Training is institutionalised. It is expected that modern companies offer training programmes. A large company that does not offer training is perceived as ‘obsolete’ and ‘not up-to-date’. It is important that the company offers training, while effectiveness is not always the bottom line. This is also reflected in the fact that many companies measure and communicate the quantity of their training in the form of key figures (number of training days, training days per employee, etc), but not the effectiveness.
Training is supported by the overarching belief and conviction of ‘education’. ‘Education’ is considered to be good, right and effective by society as a whole, and this also applies to ‘the little internal sister’ of organisational development. This is also shown by the fact that organisational development uses concepts and elements of education such as certificates, academic degrees following training, curricula, faculty and trainers with scientific backgrounds.
When is training the appropriate solution?
A well-known and very catchy model from Professor Lutz von Rosenstiel helps us find the answer. He studied the question of what employee behavior in organisations depends on – including the behaviour we want to change through training.
Rosenstiel identified four conditions:
(1) Individual desire (‘Do I want to behave like this?’)
(2) Individual skill (‘Do I have the necessary skills?’)
(3) Empowerment and obligation (‘Is the behavior socially permitted and desirable?’)
(4) Situational enabling (‘Is it possible to act like this?’)

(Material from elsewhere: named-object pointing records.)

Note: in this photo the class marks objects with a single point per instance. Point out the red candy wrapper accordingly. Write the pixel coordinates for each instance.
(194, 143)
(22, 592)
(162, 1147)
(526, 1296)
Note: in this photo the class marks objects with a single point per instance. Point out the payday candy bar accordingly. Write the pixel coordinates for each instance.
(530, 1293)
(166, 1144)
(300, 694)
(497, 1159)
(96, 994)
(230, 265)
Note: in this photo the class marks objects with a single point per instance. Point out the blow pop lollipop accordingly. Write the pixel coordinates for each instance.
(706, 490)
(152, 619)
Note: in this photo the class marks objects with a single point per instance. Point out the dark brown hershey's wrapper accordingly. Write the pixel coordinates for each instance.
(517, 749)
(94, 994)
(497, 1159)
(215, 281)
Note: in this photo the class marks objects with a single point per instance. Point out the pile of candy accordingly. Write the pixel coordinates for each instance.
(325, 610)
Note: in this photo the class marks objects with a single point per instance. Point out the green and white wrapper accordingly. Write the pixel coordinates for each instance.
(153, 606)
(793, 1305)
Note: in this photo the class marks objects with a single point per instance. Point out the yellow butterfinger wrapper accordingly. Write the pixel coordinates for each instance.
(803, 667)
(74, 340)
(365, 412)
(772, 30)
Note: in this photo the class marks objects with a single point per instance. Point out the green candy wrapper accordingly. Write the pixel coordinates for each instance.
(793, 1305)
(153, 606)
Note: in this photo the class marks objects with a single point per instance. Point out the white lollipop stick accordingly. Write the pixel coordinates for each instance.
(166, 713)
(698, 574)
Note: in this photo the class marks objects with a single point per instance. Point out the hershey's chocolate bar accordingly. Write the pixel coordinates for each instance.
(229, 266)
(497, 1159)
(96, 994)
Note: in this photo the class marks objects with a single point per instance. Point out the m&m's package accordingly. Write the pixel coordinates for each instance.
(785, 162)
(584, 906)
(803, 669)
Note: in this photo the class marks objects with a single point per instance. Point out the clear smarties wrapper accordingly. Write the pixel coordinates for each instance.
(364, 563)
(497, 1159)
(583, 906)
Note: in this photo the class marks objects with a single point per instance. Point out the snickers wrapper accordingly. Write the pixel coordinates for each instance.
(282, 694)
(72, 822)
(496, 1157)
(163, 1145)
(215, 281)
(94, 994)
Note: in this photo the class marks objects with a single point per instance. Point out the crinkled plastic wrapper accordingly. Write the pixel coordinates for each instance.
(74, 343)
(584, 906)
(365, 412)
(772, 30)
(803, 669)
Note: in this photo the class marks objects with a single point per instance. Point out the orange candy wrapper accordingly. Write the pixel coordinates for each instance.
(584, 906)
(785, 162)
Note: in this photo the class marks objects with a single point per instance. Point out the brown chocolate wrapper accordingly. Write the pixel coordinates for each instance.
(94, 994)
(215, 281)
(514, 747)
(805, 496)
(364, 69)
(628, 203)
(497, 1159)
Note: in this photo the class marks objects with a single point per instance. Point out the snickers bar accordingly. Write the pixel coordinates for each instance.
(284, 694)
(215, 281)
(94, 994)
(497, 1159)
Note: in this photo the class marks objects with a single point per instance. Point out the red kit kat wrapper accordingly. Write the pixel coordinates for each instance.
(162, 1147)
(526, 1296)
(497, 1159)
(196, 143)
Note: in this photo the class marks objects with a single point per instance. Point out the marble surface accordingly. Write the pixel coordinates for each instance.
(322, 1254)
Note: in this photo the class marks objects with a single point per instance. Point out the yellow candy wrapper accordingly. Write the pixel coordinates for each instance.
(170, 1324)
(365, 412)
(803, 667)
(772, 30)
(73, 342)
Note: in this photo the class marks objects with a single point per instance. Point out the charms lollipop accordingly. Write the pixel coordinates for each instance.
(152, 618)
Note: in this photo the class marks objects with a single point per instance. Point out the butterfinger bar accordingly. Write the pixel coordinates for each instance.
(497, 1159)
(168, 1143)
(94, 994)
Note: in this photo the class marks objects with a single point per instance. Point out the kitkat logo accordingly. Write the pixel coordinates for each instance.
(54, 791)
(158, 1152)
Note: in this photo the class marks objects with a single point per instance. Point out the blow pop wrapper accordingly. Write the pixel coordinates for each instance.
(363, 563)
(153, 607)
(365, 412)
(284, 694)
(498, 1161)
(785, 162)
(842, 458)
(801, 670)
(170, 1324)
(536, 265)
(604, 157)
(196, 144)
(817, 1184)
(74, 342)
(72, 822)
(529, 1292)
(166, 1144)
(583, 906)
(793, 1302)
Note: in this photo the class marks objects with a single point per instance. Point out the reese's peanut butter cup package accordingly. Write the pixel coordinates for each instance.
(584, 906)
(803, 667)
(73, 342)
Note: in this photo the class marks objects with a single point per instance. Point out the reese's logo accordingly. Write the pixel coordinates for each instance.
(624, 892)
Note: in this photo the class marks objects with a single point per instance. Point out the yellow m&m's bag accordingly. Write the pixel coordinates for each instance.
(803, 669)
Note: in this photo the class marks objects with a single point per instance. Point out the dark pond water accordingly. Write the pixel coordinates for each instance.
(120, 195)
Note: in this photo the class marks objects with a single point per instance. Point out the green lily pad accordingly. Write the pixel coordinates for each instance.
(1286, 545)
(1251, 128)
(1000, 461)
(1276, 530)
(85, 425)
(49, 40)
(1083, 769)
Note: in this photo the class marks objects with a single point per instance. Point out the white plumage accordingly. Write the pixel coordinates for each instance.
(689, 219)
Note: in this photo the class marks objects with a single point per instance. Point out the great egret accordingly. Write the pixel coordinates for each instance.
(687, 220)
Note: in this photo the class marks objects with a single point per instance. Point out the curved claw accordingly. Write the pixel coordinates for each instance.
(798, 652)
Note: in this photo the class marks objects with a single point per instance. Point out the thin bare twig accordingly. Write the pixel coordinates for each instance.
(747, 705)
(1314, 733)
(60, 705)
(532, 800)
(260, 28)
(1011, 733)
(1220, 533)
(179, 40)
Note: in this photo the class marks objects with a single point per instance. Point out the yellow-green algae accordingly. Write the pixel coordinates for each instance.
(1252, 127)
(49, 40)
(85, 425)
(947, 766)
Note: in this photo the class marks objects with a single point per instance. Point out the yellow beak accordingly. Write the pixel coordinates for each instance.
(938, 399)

Source: Adapted from Rosenstiel, L. v., Grundlagen der Organisationspsychologie, Stuttgart: Schäffer-Poeschel, 2015 (6th Edition), p. 56f.
If we look at these four conditions, what is training aimed at? Quite obviously, at individual skills. Training primarily helps to build knowledge, skills and capabilities. However, to achieve genuine and sustainable behavioral change, there are three other crucial conditions: Trainees must want to change their behavior, and the new behaviors must be both socially acceptable and feasible in the given situation.
To decide whether training is the right intervention, the first and most important thing to do is ask the skills question!
Is training the right solution?
Let’s look at some examples.
1. A company that is suffering a sales decline
They send their sales team to a training course to learn new sales techniques – that is, to improve their individual skills. But – who knows? Perhaps the team will never be able to use those new techniques. Why? Because a competitor has entered the market with a better technology, perhaps, which our company’s products can’t compete with.
In this case, even the best sales techniques and the best training won’t help, as the reason the sales team’s efforts are no longer successful is not a lack of individual skill but the inhibiting external circumstances (i.e., adverse situational conditions).
2. Stress prevention training to reduce an increased burn-out rate
Does this make sense? It depends on whether the problem is really related to individual skill. Let us imagine that in the stress prevention training, trainees learn to take regular breaks, switch off their phones on weekends, and stop working overtime – no doubt, all sensible and effective new behaviors.
But quite often this new behavior conflicts with the organisation’s values and standards. Our participants may get funny looks from their colleagues if they have an apple break at 10 a.m. Their supervisors will point to their all-in work contracts if they leave at 5 p.m. sharp, and all in all, they will rightly fear being accused of slacking off and a lack of commitment.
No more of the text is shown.